San Diego—Add severe acute postoperative pain to the ever-growing list of negative effects related to smoking.

A multicenter study of more than 2,000 patients who underwent ambulatory surgery has found that two days after discharge, more than half of smokers report severe postoperative pain compared with fewer than one-third of nonsmokers.

More than 15 million Americans suffer from severe postoperative pain every year, said Christian C. Apfel, PhD, MD, associate professor of anesthesiology at the University of California, San Francisco, who led the study. Recognizing the risk factors for postoperative pain ultimately will allow physicians to identify and treat patients who are particularly prone to discomfort.

Although previous research suggested that smokers experience more postoperative pain and complications (Figure) than do nonsmokers, those studies were limited by small sample sizes, Dr. Apfel said. So he and colleagues from 12 hospitals prospectively collected preoperative, intraoperative and postoperative data on 2,157 adults having elective ambulatory surgery under general anesthesia. Severe acute postoperative pain was defined as a score of 7 or higher on a 10-point verbal rating scale. Pain was assessed at numerous time points after cessation of anesthesia, until 48 hours after hospital discharge.

As Dr. Apfel reported at the 2010 annual meeting of the American Society of Anesthesiologists (abstract A788), 24.5% of all patients experienced severe postoperative pain while in the postanesthesia care unit (PACU). By 48 hours after discharge, this number had risen to 33.6%.

At all time points, smokers were more likely than nonsmokers to report severe pain. In the PACU, severe pain was present in 38.5% of smokers and 22% of nonsmokers. By 48 hours after discharge, 54.1% of smokers and 29.9% of nonsmokers called their pain severe.

Pain intensity in the PACU also was greater in smokers than in nonsmokers (score, 4.94 vs. 3.74, respectively; P<0.001), and again at 48 hours after discharge (6.35 vs. 4.60, respectively; P<0.001).

“It was also important for us to determine the relevant risk factors for severe post-discharge pain,” Dr. Apfel said. Logistic regression analysis identified current smoking status as a significant independent predictor of pain (P=0.001). Smoking was associated with a higher risk for severe postoperative pain in the PACU (odds ratio [OR], 1.74) and at 48 hours after discharge (OR, 2.25; P>0.001).

Other significant independent predictors for severe pain in the PACU included age 50 years or older (OR, 1.53), a body mass index greater than 30 (OR, 1.36) and surgery times longer than one hour (OR, 1.36). Patients who before surgery anticipated experiencing a postoperative pain score of 4 or higher also were at increased risk for severe pain in the PACU (OR, 1.45).

Given these results, the investigators recommended that physicians include patient’s smoking status during preoperative evaluations. “We want to develop a predictive model to see if we can get a better idea of who will be at risk for severe postoperative pain, and whether this predicts the development of chronic postoperative pain,” Dr. Apfel said.

Pamela D. Flood, MD, associate professor of clinical anesthesiology at Columbia University Medical Center, in New York City, said the study has important clinical implications. “If smoking is a strong predictor of severe postoperative pain, is this a mediator for the heightened risk of smokers to develop chronic pain syndromes?” Dr. Flood asked. “If smokers are specifically targeted for enhanced pain management and/or smoking cessation, this intervention may ameliorate acute postoperative pain or the conversion to chronic pain.”

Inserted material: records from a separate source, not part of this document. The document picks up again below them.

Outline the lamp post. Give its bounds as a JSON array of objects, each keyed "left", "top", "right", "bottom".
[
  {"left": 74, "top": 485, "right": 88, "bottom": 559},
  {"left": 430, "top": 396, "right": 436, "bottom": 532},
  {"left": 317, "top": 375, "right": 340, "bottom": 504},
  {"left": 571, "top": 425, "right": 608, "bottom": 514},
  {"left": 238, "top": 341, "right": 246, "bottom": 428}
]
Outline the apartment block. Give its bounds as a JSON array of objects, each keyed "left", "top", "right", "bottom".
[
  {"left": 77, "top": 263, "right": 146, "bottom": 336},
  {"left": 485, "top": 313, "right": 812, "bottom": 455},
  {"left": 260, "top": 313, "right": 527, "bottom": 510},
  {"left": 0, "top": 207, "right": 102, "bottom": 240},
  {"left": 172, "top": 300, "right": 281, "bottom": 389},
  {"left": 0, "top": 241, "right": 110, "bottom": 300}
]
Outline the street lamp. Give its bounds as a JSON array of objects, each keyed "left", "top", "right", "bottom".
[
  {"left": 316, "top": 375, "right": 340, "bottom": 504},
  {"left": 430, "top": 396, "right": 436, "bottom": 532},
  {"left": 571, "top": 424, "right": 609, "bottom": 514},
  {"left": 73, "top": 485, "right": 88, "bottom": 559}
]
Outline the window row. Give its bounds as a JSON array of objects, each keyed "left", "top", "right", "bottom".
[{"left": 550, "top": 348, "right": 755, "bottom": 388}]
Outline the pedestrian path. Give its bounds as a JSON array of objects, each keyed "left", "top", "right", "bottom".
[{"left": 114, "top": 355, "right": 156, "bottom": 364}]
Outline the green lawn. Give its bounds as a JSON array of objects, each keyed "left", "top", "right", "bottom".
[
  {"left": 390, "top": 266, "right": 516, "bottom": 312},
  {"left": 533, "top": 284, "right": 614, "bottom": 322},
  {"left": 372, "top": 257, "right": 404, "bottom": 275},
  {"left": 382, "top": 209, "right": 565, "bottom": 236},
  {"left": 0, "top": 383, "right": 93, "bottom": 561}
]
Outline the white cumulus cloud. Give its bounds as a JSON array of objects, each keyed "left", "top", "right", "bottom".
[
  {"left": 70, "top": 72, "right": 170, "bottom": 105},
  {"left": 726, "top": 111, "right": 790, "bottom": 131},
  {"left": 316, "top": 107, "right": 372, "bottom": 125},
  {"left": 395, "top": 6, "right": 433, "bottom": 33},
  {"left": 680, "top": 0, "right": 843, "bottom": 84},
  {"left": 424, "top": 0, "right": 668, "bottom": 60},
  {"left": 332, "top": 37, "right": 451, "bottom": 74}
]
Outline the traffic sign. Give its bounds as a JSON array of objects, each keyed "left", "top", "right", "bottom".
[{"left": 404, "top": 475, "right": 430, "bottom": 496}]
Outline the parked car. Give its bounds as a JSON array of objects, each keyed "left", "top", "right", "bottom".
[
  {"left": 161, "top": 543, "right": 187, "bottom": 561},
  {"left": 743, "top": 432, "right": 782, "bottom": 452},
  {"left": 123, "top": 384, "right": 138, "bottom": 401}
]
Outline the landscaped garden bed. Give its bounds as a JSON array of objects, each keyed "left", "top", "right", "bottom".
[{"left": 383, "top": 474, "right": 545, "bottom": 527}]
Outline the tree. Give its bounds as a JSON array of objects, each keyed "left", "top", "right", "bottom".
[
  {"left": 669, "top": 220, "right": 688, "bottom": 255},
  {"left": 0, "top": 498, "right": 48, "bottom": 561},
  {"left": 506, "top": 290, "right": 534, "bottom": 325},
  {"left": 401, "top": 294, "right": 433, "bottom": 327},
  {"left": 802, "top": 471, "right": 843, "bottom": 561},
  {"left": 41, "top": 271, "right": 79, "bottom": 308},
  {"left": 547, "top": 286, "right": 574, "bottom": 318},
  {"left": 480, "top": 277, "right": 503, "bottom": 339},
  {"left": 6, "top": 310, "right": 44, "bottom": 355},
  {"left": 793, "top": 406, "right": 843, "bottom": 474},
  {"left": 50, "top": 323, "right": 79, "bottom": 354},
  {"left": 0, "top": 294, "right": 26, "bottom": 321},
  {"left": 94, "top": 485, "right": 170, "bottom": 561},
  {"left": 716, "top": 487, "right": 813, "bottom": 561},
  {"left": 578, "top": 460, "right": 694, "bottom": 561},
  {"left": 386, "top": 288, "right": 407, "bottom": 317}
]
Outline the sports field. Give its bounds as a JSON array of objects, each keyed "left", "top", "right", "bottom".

Most doctors consider smoking history as an important part of medical history, particularly with regard to cardiac and respiratory risks. Pain should be added to that list. “I use the preoperative period as a teaching moment, and explain that volatile anesthetic drugs are potent inhibitors of nicotine receptors [Toxicol Lett 1998;100-101:149-153],” Dr. Flood said.

“There is evidence that a patient is essentially detoxified from smoking after general anesthesia and has reduced cravings for nicotine after surgery and anesthesia [Anesthesiology 2006;104:356-367; Anesthesiology 2010;113:977-992],” she added. “If they want to stop—and most people do—this would be a good time.”

The poster was selected as one of the best presented at the meeting.